Smudged Fingerprints: A Systematic Evaluation of the Robustness of AI Image Fingerprints
Published on arXiv
2512.11771
Output Integrity Attack
OWASP ML Top 10 — ML09
Key Finding
Fingerprint removal attacks succeed in over 80% of white-box cases and over 50% of black-box cases; no fingerprinting method achieves both robustness and accuracy across all evaluated threat models
Model fingerprint detection has shown promise to trace the provenance of AI-generated images in forensic applications. However, despite the inherent adversarial nature of these applications, existing evaluations rarely consider adversarial settings.

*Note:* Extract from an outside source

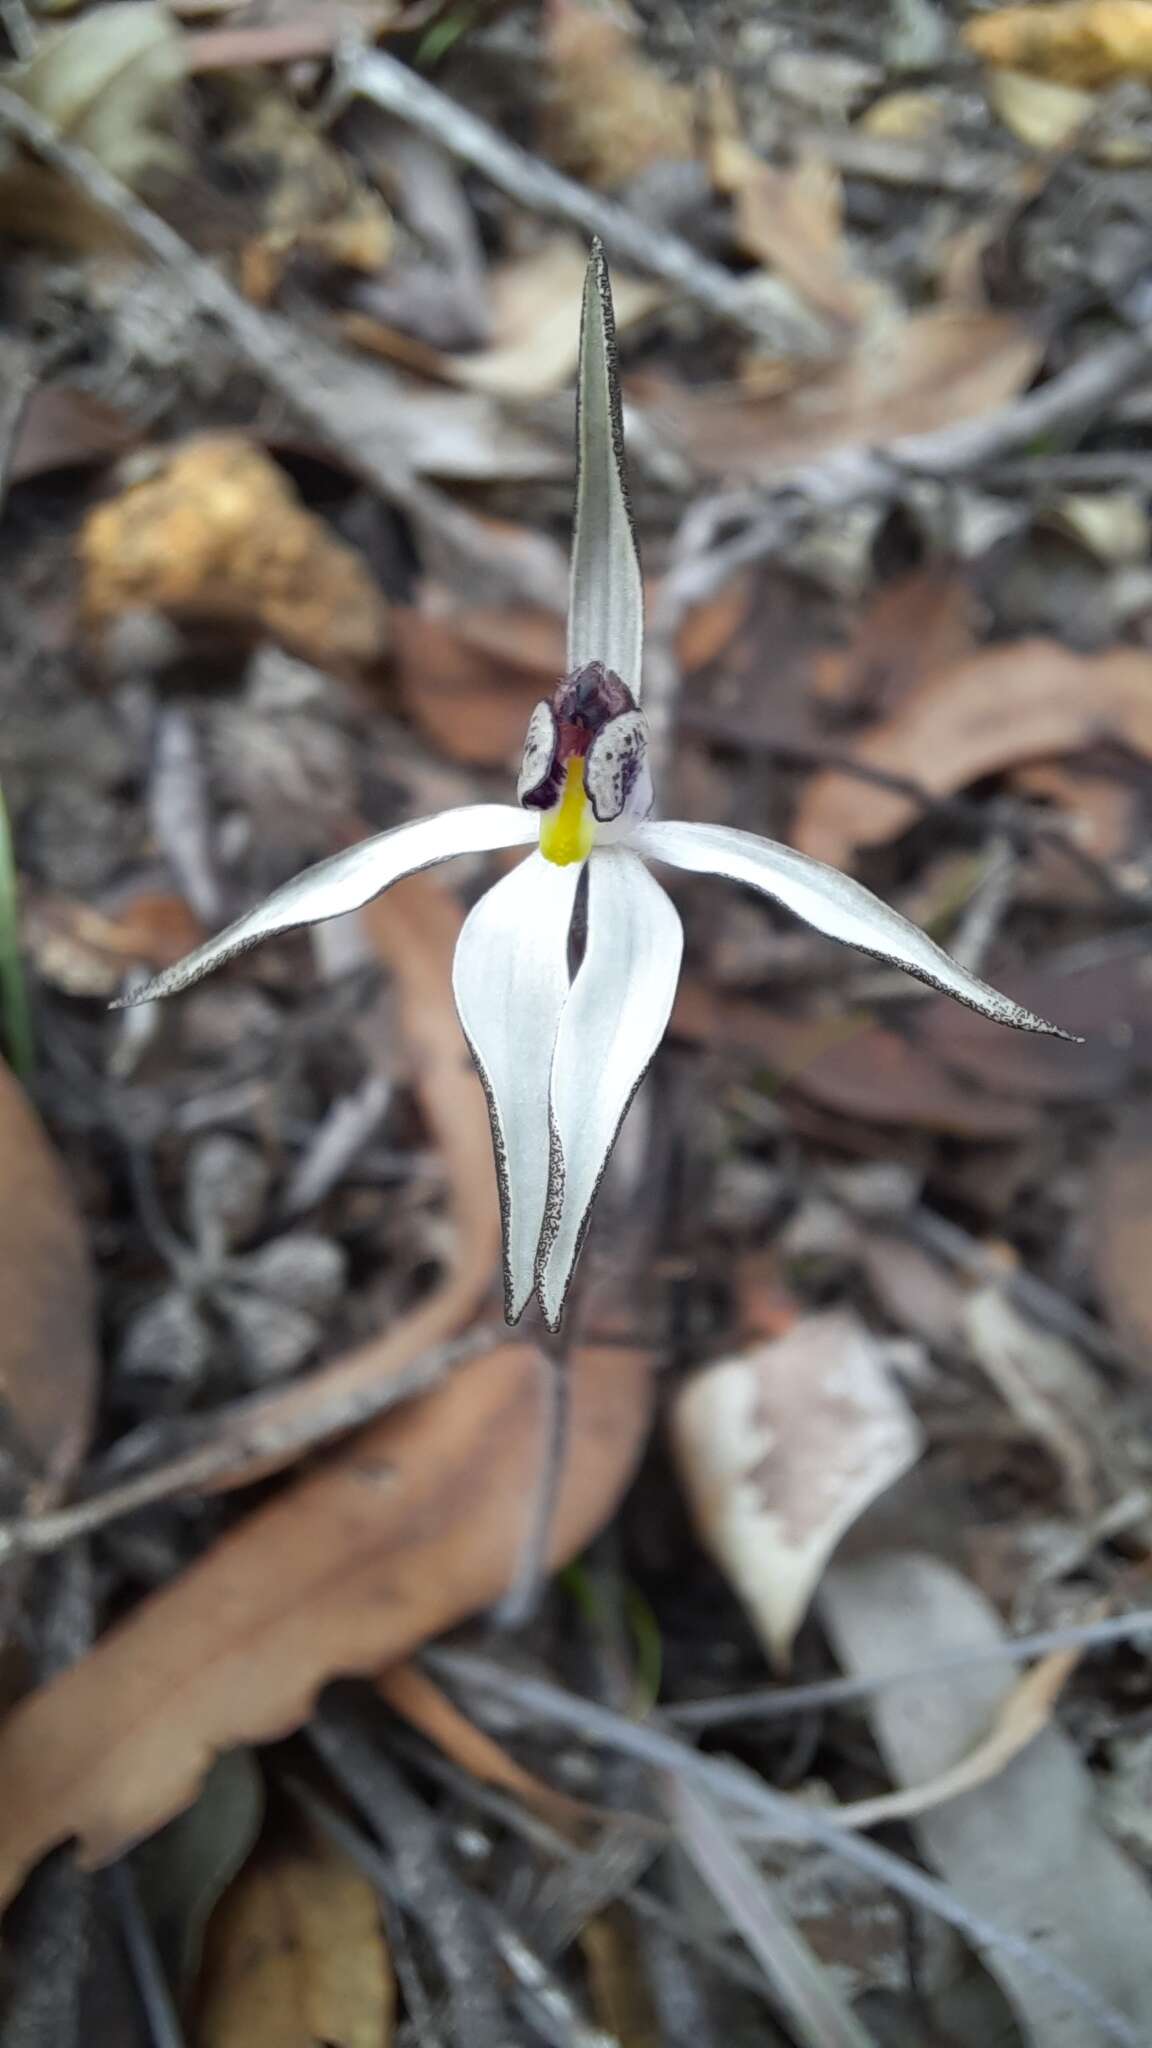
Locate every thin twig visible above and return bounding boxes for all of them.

We present the first systematic security evaluation of these techniques, formalizing threat models that encompass both white- and black-box access and two attack goals: fingerprint removal, which erases identifying traces to evade attribution, and fingerprint forgery, which seeks to cause misattribution to a target model. We implement five attack strategies and evaluate 14 representative fingerprinting methods across RGB, frequency, and learned-feature domains on 12 state-of-the-art image generators. Our experiments reveal a pronounced gap between clean and adversarial performance. Removal attacks are highly effective, often achieving success rates above 80% in white-box settings and over 50% under black-box access. While forgery is more challenging than removal, its success varies significantly across targeted models. We also observe a utility-robustness trade-off: accurate attribution methods are often vulnerable to attacks and, although some techniques are robust in specific settings, none achieves robustness and accuracy across all evaluated threat models. These findings highlight the need for techniques that balance robustness and accuracy, and we identify the most promising approaches toward this goal. Code available at: https://github.com/kaikaiyao/SmudgedFingerprints.
Key Contributions
- First systematic security evaluation of model fingerprint detection, formalizing threat models covering white-box, black-box, fingerprint removal, and forgery goals
- Comprehensive evaluation of 14 MFD methods across RGB, frequency, and learned-feature domains using 5 attack strategies against 12 state-of-the-art image generators
- Discovery of a fundamental utility-robustness trade-off: accurate attribution methods are often most vulnerable, and no evaluated technique achieves robustness and accuracy across all threat models
🛡️ Threat Analysis
Model fingerprint detection (MFD) traces provenance of AI-generated images via naturally occurring model artifacts in outputs. Fingerprint removal and forgery attacks directly attack output content integrity and attribution — classified as ML09 per the rule that removing/defeating content provenance schemes is an output integrity attack, not ML01.